In this Oct. 22, 2015, file photo, North Korean Son Kwon Geun, center, weeps with his South Korean relatives as he bids farewell after the Separated Family Reunion Meeting at Diamond Mountain resort in North Korea. (Korea Pool Photo via AP, File)

Reunions of families separated since the Korean War will resume in August as part of fast-moving engagement between two Koreas that has already led to breakthroughs including a military hotline between the two countries, Red Cross envoys said Friday after meetings in North Korea.

The reunions will take place over six days beginning Aug. 20, the first such event since 2015 to bring together families divided for nearly seven decades. About 100 people from each side will take part in the gatherings on North Korea’s Mount Kumgang, a resort about 10 miles north of the demilitarized zone between North and South Korea.

Setting a clear plan for the reunions had been a priority of the government of South Korea’s president, Moon Jae-in. He accompanied his mother to a past reunion in 2004, when he was serving in a previous government that sought engagement with North Korea.

But a joint statement by national Red Cross delegations from North and South Korea did not touch on other sensitive issues that have complicated family reunion attempts in recent years. They include North Korea’s demand for the return of 12 North Korean restaurant workers who left China in 2016 and resettled in South Korea. Seoul claims the women willingly defected. South Korea, meanwhile, seeks the return of six people detained in the North.
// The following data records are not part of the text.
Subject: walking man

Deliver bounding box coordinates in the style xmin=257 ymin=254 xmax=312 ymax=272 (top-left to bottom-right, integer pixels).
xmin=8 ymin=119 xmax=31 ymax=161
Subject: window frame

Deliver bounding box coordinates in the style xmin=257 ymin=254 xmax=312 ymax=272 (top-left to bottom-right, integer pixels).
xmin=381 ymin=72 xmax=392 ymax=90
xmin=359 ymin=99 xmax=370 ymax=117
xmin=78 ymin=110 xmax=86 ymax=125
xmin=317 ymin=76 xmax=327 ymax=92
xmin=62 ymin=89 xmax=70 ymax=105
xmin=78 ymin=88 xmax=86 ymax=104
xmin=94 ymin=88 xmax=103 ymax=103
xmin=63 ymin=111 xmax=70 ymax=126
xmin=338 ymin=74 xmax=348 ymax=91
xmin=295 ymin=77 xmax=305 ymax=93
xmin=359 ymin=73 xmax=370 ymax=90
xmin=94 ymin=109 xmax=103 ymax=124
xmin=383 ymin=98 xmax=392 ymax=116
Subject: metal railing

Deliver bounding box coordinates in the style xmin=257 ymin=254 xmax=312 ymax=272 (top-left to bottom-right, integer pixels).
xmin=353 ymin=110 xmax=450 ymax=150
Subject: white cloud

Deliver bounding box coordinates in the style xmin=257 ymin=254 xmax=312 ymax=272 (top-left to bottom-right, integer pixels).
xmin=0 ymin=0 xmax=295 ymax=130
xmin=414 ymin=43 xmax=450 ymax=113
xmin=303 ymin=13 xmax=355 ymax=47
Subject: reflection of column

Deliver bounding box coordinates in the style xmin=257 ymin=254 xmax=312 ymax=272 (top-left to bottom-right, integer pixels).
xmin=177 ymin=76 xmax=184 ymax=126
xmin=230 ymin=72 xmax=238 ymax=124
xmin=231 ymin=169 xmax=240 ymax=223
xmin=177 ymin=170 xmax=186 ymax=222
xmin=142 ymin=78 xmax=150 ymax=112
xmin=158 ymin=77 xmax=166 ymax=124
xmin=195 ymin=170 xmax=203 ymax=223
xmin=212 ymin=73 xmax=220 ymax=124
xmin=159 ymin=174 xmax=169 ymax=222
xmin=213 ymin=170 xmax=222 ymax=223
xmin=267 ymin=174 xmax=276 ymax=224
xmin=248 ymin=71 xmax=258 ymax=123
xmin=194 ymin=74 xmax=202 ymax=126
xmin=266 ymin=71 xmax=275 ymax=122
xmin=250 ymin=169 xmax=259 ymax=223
Nearly 20,000 people have taken part in 20 rounds of reunions held between the countries since 2000, but plans have been shelved in recent years by the South to protest nuclear and missile tests by the regime of Kim Jong Un. At the same time, the urgency for the reunions has grown as the generation that endured the Korean War dwindles.

The talks between the two Koreas parallel exchanges between the United States and North Korea, capped by a June 12 summit in which President Trump and Kim held talks in Singapore. The two Koreas have started a dialogue on a range of initiatives that include opening high-level military channels and planning more joint sports teams.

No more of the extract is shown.